Low-dose ketamine (LDK) may be useful for treatment for opioid-tolerant patients. We conducted a survey of patients and their treating clinicians regarding LDK for analgesia.


Survey data included the following: vital signs and pain score before and after LDK, demographics, and adverse effects. Treating physicians were queried about reasons for use of LDK and overall satisfaction.


Twenty-four patients were enrolled: 21 received LDK for analgesia, and 3 received LDK for sedation. Pain level on a visual analog scale (range, 1-10) after LDK was significantly decreased from 8.9 ± 2.1 to 3.9 ± 3.4 (P < .0001).

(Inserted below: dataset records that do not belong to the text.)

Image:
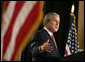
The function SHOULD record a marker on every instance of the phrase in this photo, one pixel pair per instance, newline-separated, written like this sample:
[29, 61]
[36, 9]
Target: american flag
[19, 22]
[72, 45]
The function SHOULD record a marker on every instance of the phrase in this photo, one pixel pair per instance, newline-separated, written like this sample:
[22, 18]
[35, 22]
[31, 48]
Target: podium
[75, 57]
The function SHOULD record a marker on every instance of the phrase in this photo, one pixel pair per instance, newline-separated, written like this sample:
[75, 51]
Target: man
[43, 43]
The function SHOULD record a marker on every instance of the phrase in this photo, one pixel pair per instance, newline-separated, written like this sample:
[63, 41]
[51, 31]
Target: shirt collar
[49, 32]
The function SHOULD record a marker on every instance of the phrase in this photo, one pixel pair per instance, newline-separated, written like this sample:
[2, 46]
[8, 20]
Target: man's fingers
[48, 48]
[47, 41]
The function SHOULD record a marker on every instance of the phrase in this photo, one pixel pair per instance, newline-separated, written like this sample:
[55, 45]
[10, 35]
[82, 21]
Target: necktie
[54, 40]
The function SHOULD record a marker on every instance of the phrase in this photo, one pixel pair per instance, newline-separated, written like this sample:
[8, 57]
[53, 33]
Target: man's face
[53, 24]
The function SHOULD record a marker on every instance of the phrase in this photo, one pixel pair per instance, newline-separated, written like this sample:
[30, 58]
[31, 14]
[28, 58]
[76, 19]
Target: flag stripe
[7, 18]
[31, 31]
[8, 34]
[24, 19]
[6, 5]
[20, 19]
[27, 25]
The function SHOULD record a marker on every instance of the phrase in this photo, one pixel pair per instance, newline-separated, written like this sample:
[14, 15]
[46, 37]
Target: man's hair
[49, 16]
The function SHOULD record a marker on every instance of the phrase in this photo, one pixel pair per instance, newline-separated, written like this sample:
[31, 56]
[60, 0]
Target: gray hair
[49, 16]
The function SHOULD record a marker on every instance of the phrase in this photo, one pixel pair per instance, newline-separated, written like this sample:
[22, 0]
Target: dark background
[63, 8]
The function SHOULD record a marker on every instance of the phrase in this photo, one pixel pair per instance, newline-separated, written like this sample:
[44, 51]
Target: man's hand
[46, 47]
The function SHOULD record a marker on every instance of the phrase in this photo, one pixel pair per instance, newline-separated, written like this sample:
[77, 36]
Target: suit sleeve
[36, 42]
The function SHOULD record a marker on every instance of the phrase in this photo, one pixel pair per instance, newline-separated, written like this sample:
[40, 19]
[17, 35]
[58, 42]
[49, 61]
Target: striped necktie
[54, 40]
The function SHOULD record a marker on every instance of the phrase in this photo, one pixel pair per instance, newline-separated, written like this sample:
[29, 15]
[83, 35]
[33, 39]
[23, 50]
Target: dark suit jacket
[39, 39]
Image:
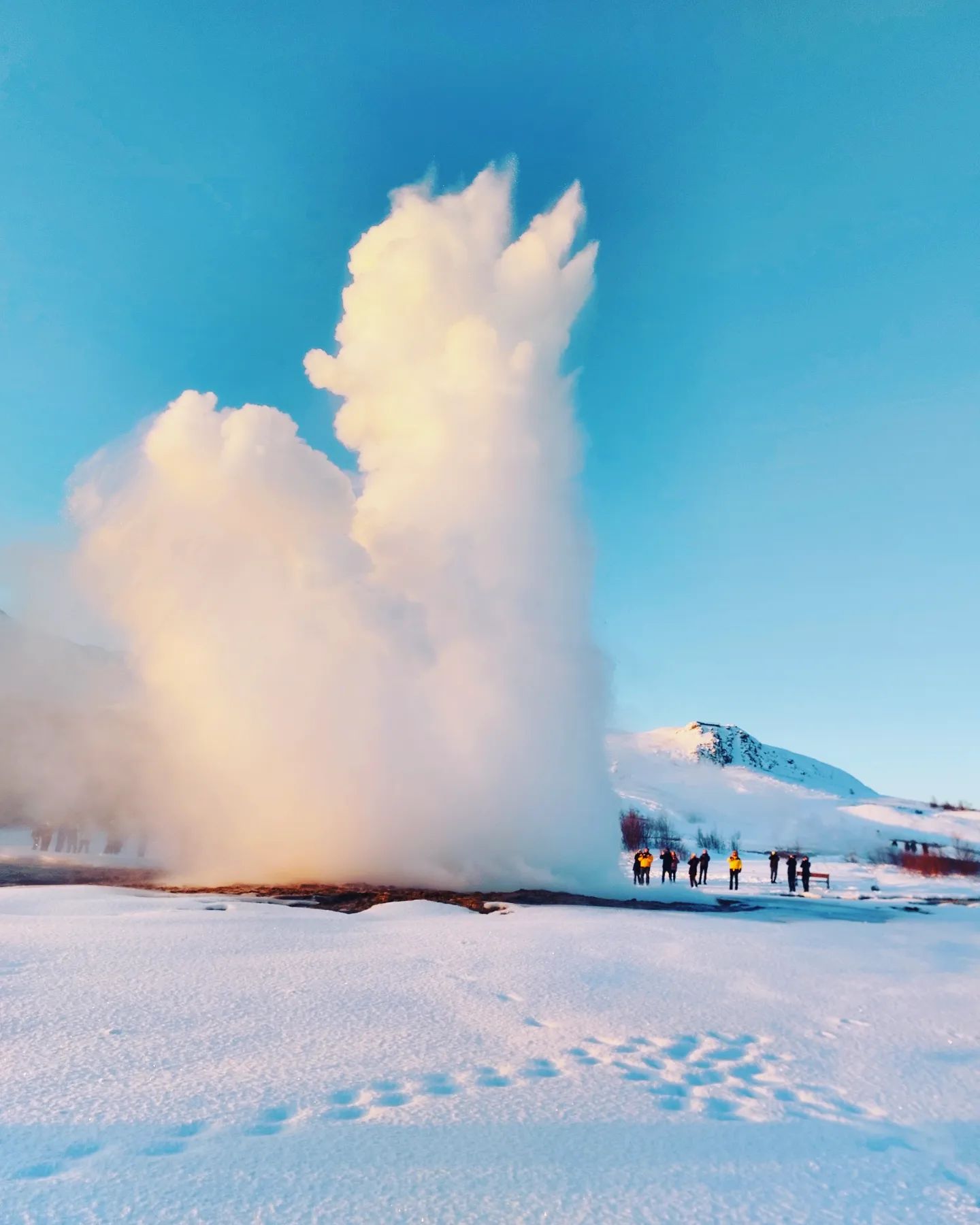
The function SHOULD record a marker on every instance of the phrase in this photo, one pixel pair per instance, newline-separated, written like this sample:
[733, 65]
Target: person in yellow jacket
[734, 869]
[646, 860]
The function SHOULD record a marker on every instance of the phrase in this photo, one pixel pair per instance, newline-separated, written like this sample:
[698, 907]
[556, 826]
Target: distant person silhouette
[734, 870]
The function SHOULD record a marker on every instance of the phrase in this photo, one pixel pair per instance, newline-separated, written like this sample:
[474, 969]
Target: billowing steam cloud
[387, 678]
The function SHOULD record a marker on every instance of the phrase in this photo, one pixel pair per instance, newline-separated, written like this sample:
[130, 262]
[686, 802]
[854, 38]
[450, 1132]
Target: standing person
[646, 862]
[664, 864]
[805, 872]
[734, 869]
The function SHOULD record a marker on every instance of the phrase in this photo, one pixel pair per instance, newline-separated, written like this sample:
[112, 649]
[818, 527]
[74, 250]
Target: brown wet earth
[348, 898]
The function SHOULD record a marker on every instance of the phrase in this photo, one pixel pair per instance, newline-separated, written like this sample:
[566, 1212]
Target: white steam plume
[389, 679]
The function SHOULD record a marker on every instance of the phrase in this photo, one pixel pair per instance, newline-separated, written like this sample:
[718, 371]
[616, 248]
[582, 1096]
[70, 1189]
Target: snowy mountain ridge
[724, 744]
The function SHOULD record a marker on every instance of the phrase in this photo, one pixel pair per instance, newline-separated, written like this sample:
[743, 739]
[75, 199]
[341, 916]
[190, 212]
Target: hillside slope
[710, 777]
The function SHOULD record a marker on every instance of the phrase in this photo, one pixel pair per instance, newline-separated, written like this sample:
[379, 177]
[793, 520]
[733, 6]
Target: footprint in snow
[74, 1153]
[271, 1121]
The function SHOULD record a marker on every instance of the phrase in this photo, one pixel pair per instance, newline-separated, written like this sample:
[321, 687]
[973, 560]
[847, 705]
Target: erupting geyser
[387, 678]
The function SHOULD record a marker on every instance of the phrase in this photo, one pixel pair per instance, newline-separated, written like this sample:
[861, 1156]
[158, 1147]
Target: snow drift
[387, 676]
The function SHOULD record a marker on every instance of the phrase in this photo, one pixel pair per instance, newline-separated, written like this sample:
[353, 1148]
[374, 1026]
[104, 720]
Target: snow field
[163, 1061]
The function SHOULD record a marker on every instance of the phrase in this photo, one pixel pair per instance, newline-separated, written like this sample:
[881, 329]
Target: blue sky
[778, 370]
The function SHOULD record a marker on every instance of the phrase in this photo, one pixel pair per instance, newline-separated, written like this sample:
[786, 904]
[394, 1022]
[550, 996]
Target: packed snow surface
[201, 1060]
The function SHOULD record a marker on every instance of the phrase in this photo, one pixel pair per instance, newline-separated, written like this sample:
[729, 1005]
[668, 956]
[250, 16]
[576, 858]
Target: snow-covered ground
[178, 1059]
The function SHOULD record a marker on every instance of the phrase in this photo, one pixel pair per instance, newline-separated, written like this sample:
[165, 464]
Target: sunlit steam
[389, 678]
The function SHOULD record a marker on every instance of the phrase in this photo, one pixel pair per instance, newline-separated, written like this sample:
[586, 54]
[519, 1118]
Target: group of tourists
[76, 839]
[70, 839]
[698, 868]
[793, 865]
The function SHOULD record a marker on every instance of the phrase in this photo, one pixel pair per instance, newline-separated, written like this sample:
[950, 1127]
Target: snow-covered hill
[728, 745]
[713, 777]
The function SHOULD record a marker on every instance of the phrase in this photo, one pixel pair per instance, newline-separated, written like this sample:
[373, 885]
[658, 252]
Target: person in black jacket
[805, 872]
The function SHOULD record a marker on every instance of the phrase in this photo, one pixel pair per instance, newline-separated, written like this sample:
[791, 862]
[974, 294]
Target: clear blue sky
[779, 368]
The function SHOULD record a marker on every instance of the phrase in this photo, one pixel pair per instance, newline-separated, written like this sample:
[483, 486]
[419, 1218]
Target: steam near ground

Change in vital signs after administration of LDK was not statistically significant. Overall patient satisfaction with LDK was 55%, and overall physician satisfaction was 72%. Sixteen (67%) of patients would prefer LDK again, and 23 (96%) of physicians would use LDK again for analgesia. Four patients reported an adverse experience, but there were no emergence reactions. Race subanalysis revealed no difference in pain reduction, but whites were least satisfied compared with black and Hispanic patients (P = .02). Physician reasons for using LDK included opioid failure (88%), concern for respiratory depression (17%), concern for multiple opioid allergies (13%), and concern for hypotension (8%). Most (96%) physicians believed that LDK is underused.


Low-dose ketamine may decrease patients' perception of pain. Most were satisfied with LDK for this purpose and would use it again. Whites were least satisfied with the use of LDK for analgesia. Physicians believed that ketamine is underused.